2009/09/14

すざく衛星によるWHIM検出を目指したShapley superclusterの観測

copy from http://www.asj.or.jp/nenkai/2009b/html/T13a

○三石郁之、山崎典子、竹井洋 (ISAS/JAXA)、大橋隆哉(首都大学東京)、佐藤浩介(金沢大学)、Massimiliano Galeazzi、Anjali Gupta(University of Miami)

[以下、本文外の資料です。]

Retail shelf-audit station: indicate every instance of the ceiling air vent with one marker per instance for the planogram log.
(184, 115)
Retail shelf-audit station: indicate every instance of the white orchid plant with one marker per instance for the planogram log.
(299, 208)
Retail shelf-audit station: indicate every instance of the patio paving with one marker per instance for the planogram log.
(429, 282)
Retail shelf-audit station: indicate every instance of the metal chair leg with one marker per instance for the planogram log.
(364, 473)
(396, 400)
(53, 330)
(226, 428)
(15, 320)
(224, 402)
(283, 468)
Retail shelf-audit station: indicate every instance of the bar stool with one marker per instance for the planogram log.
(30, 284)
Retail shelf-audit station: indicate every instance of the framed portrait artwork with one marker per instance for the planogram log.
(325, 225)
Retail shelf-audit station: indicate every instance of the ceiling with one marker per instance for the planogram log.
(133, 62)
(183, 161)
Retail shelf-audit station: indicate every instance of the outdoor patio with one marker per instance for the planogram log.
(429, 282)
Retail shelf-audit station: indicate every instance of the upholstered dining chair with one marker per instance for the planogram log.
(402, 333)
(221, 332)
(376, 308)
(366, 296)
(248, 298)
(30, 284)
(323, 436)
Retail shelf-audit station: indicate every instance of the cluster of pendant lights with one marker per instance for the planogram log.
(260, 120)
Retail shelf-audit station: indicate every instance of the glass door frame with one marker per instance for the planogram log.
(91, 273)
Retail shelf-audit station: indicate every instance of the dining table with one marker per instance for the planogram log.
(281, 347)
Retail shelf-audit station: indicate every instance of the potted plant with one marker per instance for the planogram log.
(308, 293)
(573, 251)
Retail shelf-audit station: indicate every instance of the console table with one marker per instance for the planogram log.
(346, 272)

バリオンの多くは大規模構造に付随し、現在では銀河団同士をつなぐフィラメント上に100万度以上の 高温プラズマ(WHIM: Warm-Hot Intergalactic Medium)として存在していることが予想されている (Cen $\&$ Ostriker, ApJ, 1999)。 しかしながらこれらのプラズマは未だ発見されておらず、ダークバリオンと呼ばれる。 これらは酸素輝線を多く放射していると考えられているため、 我々は全天でも大規模銀河団が最も多く集中するShapley supercluster (z$\sim$0.048)に着目し、 その中に広がると考えられるWHIMからの赤方偏移したO VII, O VIII輝線の直接的検出を目指した。 特にA 3556とA 3558間のフィラメント領域は、ROSAT衛星の観測から周囲の バックグランド領域より0.5-2 keVにて20 $\%$程度の超過成分の存在が確認されているため、 我々はこの領域に対しすざくによる観測を行った。 この領域は両銀河団からビリアル半径の0.9倍程度離れているため、 銀河団由来の放射は少なく、 もし放射が確認されればWHIMからの放射と考えられる。 フィラメント領域と併せ、赤経が1-4度程度離れた二ヶ所のオフセット観測を行い、 銀河系由来の放射の評価も行う。

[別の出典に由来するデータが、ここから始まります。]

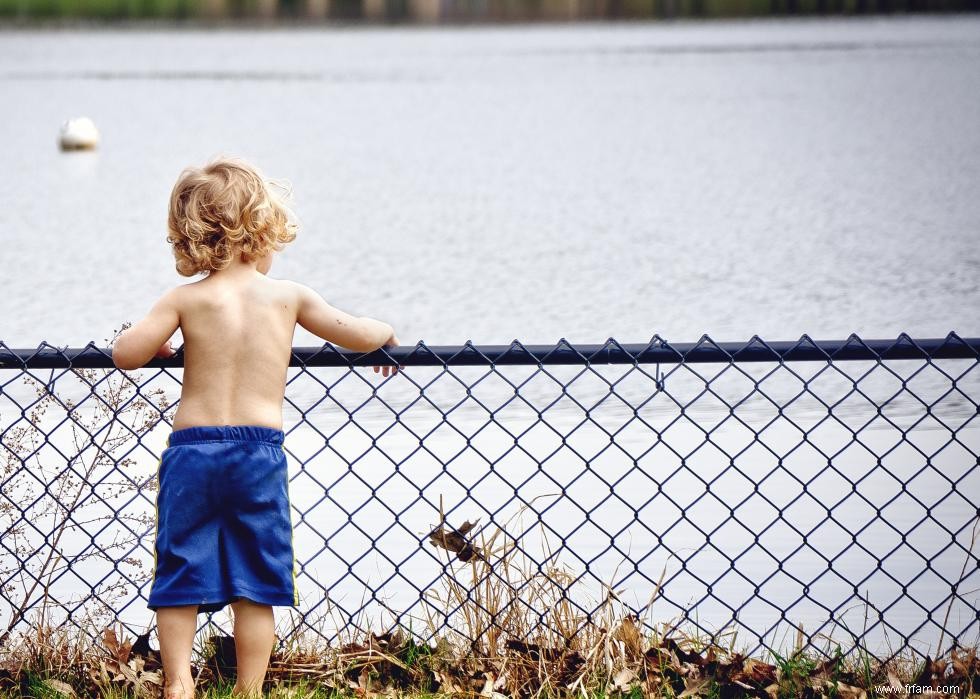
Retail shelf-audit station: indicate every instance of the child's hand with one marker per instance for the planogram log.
(386, 369)
(165, 352)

フィラメント上、オフセット領域の全てで、O VII, O VIII輝線が検出されたが、 そのエネルギーに赤方偏移成分は見られなかった。 得られたフィラメント領域のO VII, O VIIIの放射強度は各々 $\sim$14, $\sim$4 photons s$^{-1}$ cm$^{-2}$ str$^{-1}$であり、 0.5-2 keVにおける超過成分が我々の銀河に由来する放射であることを 初めて突き止めることに成功した。 また、WHIM由来の放射強度およびそのプラズマ密度の上限についても議論する。